Un bouquet de coquelicots - Marianne Sluszny

Nouvelles du front
Note :

   Recueil de nouvelles qui ont un fil conducteur : elles parlent toutes de personnages qui ont vécu pendant la guerre 14/18 en Belgique, différents protagonistes qui racontent leur guerre, leurs souffrances et leur vie d'avant et parfois d'après.
   
   Toutes les nouvelles débutent quasiment par la même phrase : "Je suis né en ...", puis ensuite, l'auteure raconte la vie d'avant le conflit, parfois facile, parfois plus ardue, puis les années de la guerre qui a broyé toute une génération. Chaque personnage des nouvelles de Marianne Sluszny est représentatif d'une couche de la population belge. A part la nouvelle intitulée "De Profundis », toutes portent en titre le prénom du personnage principal.
   
   - De Profundis : une lettre à ceux qui fêteront leurs vingt ans en 2014 écrite de l'au-delà par un soldat, une sorte de "résumé" de ce conflit par celui qui le symbolise encore.
   
   - Roger : issu de la bourgeoisie catholique bruxelloise, Roger est musicien. Depuis 1909, une loi a "aboli le système de la conscription, basé sur le tirage au sort et la possibilité pour un fils de nanti d'échanger son "mauvais numéro" contre un "bon" moyennant compensation financière pour le trouffion qui irait au service et au casse-pipe à sa place" (p.32) Roger part donc à la guerre et découvre d'abord la mixité sociale puis les horreurs des champs de bataille : "La tranchée... C'est là que je fis connaissance des poux, des rats, des odeurs nauséabondes, des urines et étrons entassés dans un seau."(p.38)
   
   - Echo : Le plus jeune du lot, né en 1912, raconte sa vision de ce conflit : une nouvelle un peu plus légère, plus anecdotique sans doute, mais qui éclaire un pan assez méconnu de la guerre.
   
   - Jeannette : Jeannette est jeune mariée lorsque son mari part à la guerre. Les temps sont longs et durs, il est difficile de se nourrir, de se chauffer dans les villes et villages occupés. Jeannette ne voit qu'une solution : vendre son corps à ceux qui ont les moyens de le payer : les Allemands.
   
   - Frans : Frans est flamand, sa tête farcie des désirs d'indépendance de son pays. Il part au conflit et s'aperçoit que ce qu'on lui a raconté sur la lutte des classes entre Flamands et Wallons n'est qu'une bêtise. Une nouvelle sur la difficulté de la Belgique à faire une seule communauté, difficulté qui date quasiment de la création de ce pays et qui perdure au fil des ans
   
   - Albert : Albert est congolais, de l'ancienne colonie belge, de l'ancienne propriété personnelle du roi Léopold II. Arrivé en Belgique en 1911, il s'engage pour tenter de vivre mieux. Il écrit sa lettre en 1934 alors qu'il vit ses derniers jours, souffrant "depuis près de vingt ans de tuberculose pulmonaire, [qu'il a] dû contracter en 1915 ou 1916" (p.92) Albert sera fait prisonnier, sera l'objet de brimades particulières du fait de sa couleur, sera interné en camp de prisonniers.
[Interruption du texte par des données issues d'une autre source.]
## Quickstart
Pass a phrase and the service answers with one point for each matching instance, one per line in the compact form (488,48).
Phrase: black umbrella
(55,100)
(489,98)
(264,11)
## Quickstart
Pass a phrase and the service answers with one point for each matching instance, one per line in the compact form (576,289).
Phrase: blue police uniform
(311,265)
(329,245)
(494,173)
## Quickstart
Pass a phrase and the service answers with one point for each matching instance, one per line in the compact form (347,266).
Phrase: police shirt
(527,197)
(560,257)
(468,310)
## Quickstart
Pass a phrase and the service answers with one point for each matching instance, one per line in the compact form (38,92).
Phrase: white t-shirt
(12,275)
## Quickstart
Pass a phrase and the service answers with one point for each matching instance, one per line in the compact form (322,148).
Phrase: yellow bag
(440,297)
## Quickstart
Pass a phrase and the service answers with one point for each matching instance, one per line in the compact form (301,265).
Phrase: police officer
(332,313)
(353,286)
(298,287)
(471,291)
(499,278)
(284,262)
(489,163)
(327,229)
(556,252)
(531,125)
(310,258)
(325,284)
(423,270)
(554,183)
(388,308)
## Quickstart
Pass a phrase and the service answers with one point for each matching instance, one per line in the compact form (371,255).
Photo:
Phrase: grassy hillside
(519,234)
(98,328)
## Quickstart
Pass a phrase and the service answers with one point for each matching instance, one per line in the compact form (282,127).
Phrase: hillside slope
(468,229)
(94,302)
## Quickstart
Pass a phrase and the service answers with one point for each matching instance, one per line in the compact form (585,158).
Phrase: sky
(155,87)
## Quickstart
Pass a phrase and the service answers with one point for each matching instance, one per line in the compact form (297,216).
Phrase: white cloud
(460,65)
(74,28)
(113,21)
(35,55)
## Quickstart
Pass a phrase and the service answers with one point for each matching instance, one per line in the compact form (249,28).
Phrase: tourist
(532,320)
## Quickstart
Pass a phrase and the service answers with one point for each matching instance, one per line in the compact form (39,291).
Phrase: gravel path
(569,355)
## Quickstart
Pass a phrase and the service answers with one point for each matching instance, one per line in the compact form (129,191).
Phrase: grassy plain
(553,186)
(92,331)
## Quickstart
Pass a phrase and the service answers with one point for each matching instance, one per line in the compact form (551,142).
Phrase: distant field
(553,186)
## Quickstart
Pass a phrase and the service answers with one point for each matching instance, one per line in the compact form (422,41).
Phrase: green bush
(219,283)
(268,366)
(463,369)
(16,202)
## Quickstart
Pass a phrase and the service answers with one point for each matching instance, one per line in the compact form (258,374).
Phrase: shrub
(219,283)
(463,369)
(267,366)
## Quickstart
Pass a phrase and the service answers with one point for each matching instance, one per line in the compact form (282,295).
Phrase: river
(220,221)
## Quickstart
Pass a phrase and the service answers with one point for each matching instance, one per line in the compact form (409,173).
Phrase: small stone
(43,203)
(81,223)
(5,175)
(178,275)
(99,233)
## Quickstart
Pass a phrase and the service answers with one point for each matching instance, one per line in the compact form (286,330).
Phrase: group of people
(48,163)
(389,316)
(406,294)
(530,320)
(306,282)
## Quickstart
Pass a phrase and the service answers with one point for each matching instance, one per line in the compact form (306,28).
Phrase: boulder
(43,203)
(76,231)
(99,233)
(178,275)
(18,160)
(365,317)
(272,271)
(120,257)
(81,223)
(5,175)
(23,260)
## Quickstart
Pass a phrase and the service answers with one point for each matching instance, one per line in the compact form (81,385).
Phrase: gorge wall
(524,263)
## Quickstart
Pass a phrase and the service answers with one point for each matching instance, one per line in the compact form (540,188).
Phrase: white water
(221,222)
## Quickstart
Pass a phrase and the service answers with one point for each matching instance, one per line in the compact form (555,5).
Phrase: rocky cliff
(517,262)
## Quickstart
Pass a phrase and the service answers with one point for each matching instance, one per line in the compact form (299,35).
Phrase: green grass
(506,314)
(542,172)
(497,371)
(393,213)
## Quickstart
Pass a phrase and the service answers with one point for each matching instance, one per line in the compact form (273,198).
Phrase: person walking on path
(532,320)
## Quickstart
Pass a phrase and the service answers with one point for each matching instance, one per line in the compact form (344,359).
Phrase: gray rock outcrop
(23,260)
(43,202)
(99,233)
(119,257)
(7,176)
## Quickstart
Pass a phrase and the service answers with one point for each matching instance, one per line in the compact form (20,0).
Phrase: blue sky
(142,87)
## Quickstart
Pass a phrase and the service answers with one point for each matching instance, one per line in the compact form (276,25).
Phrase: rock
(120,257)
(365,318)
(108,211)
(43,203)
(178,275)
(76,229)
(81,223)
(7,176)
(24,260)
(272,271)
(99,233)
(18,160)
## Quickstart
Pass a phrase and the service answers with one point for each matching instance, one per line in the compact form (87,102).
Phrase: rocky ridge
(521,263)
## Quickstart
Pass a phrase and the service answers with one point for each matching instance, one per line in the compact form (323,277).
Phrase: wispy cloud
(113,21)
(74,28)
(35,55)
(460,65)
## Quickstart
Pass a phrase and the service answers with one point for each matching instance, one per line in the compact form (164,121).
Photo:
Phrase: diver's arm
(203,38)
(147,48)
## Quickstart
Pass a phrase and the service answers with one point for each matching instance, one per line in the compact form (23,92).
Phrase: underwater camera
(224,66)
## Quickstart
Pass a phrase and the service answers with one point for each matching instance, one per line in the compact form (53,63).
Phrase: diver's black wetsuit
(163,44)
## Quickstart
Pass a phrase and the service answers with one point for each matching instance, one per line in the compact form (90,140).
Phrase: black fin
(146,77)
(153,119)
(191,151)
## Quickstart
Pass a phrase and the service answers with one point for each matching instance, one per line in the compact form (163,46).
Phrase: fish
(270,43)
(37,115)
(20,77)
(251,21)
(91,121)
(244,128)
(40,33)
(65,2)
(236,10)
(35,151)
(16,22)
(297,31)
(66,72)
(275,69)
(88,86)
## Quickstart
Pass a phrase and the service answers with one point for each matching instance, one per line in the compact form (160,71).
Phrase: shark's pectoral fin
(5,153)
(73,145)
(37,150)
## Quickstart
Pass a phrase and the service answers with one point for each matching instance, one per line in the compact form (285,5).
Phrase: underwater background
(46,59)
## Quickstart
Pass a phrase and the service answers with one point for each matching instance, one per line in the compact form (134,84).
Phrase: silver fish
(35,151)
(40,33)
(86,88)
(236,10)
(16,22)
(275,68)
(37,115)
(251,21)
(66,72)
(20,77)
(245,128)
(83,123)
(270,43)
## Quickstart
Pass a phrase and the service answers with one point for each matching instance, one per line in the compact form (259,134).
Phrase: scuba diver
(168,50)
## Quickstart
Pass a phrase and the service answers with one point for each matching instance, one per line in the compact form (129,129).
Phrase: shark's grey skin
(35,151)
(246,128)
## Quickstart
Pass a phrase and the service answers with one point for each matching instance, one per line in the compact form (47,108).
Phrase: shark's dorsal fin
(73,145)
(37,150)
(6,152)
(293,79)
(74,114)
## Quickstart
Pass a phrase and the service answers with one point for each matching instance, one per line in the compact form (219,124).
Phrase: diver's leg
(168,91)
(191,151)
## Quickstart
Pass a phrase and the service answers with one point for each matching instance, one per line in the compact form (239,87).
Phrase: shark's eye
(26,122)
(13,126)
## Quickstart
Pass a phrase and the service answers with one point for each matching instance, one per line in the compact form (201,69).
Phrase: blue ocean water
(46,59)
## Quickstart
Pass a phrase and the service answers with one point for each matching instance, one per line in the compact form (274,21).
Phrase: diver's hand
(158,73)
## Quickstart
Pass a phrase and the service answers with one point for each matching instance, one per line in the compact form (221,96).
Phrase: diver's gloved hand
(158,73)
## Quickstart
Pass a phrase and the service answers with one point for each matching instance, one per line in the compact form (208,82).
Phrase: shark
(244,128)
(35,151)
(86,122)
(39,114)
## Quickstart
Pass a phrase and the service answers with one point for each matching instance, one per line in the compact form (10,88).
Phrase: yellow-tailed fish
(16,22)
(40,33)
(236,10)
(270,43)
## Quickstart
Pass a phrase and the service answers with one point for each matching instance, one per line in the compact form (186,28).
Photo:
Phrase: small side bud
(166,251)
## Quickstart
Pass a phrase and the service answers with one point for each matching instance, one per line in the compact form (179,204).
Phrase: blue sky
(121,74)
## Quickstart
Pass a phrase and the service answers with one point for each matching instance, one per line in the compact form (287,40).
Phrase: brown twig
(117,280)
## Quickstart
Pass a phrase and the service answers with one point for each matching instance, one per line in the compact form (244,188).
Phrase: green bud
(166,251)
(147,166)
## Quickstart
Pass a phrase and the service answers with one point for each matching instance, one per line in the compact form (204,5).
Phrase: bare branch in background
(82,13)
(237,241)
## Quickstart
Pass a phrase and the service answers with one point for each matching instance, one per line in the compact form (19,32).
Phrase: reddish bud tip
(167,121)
En sortira, malade, construira sa vie se mariera et aura des enfants.
   
   - Cécile : Cécile est une jeune fille de la bourgeoisie belge, qui, contre l'avis de ses parents décide de devenir infirmière. En plein milieu de ses études, la guerre commence. Elle ira soigner les blessés, les gueules cassées, tombera amoureuse, et ces années de dévouement décideront de ce que sera le reste de sa vie.
   
   L'écriture de toutes ces nouvelles est classique assez distanciée, presque clinique ; elle décrit des faits et laisse peu de place aux sentiments, aux tourments, sauf pour Albert où là, on est en plein dans le ressenti de cet homme. C'est une méthode d'écriture qui permet de cerner au mieux les parcours de chacun, les choix ou non-choix qui ont amené les personnages en plein conflit et de généraliser leurs cas à toutes les couches de la société belge de l'époque (et sans doute encore plus largement). Ce qui au départ peut paraître déroutant sert plutôt le propos en ne le polluant pas par des questionnements intempestifs et pas indispensables. Néanmoins, Marianne Sluszny laisse la part belle à ses personnages, elle les fait évoluer et cette évolution nous permet de faire le tour du conflit de différents points de vue.
   
   Pour finir, le titre est dérivé d'un poème de John Mc Crae, lieutenant-colonel de l'armée canadienne, cité en exergue.